I started with the above stream of consciousness (that term I learned from another Awesome Lady – Lauren Blood) that I wrote directly on the transparency page that comes with the album. Remember, this is my Lady Journal. The one for me. The one where this kind of ugly thing can become beautiful. But also a place for honesty, for authenticity.
Under that page I made an envelope by cutting a paper from the 6 x 6 paper pad that came with the Find Your Voice kit and running it through my sewing machine. I chose a paper with affirmations because I am in a fragile state.
In keeping with the Paper Doll theme, I drew some clothes for me on Dura-lar, that I slipped in this pocket.
These clothes illustrate some of the elements on my mind. First, the bone dress. Bag of bones, Big boned. The Lovely Bones.
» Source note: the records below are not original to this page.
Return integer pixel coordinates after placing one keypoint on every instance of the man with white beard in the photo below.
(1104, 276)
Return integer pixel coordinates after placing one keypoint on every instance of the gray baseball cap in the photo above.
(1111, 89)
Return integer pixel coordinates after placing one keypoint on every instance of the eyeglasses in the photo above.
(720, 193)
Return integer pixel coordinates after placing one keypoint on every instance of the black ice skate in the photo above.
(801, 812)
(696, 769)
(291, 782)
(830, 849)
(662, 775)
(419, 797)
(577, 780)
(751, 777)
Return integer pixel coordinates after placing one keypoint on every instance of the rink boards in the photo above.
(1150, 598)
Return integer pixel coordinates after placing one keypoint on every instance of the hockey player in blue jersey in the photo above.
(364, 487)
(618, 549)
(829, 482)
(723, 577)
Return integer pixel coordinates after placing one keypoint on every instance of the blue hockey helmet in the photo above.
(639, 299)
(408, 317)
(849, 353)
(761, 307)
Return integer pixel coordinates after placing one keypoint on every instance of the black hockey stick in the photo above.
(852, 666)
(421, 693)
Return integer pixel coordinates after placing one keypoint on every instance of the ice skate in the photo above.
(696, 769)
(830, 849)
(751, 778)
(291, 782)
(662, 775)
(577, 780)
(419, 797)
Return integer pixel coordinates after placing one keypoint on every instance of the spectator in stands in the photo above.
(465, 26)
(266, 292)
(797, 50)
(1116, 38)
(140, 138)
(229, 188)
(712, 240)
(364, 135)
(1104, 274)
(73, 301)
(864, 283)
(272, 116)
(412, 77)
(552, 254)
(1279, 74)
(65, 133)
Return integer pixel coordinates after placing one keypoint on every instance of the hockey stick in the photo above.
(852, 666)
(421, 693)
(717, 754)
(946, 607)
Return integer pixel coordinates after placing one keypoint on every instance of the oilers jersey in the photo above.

Then the ‘Live fast die pretty’ t-shirt. I hate wearing t-shirts with writing on them because I feel my breasts deform the writing and it looks awful. I can’t help but think that clothes fit better if you are flatter chested. For the same reason I can’t wear button up shirts or blouses because they always fly open.
I designed the perfect dress, the one that would fix what I don’t like about my body.
I used to collect paper dolls as a child and even as a teenager. I loved doing this. There are a couple more dresses, but I think you get the idea.
The final image sums up what I think about it all. I feel a bit ashamed that this is my big problem in life. I feel like this is a first world, privileged person’s problem. Like it’s nothing compared to what others are going through. I am able to find that perspective most days. But last week, I lost my way; and that deserves to be documented too.
Ps: the red image of me turned out that way because I ran out of colored ink in my printer. I kind of liked the effect, so ended up using it anyway.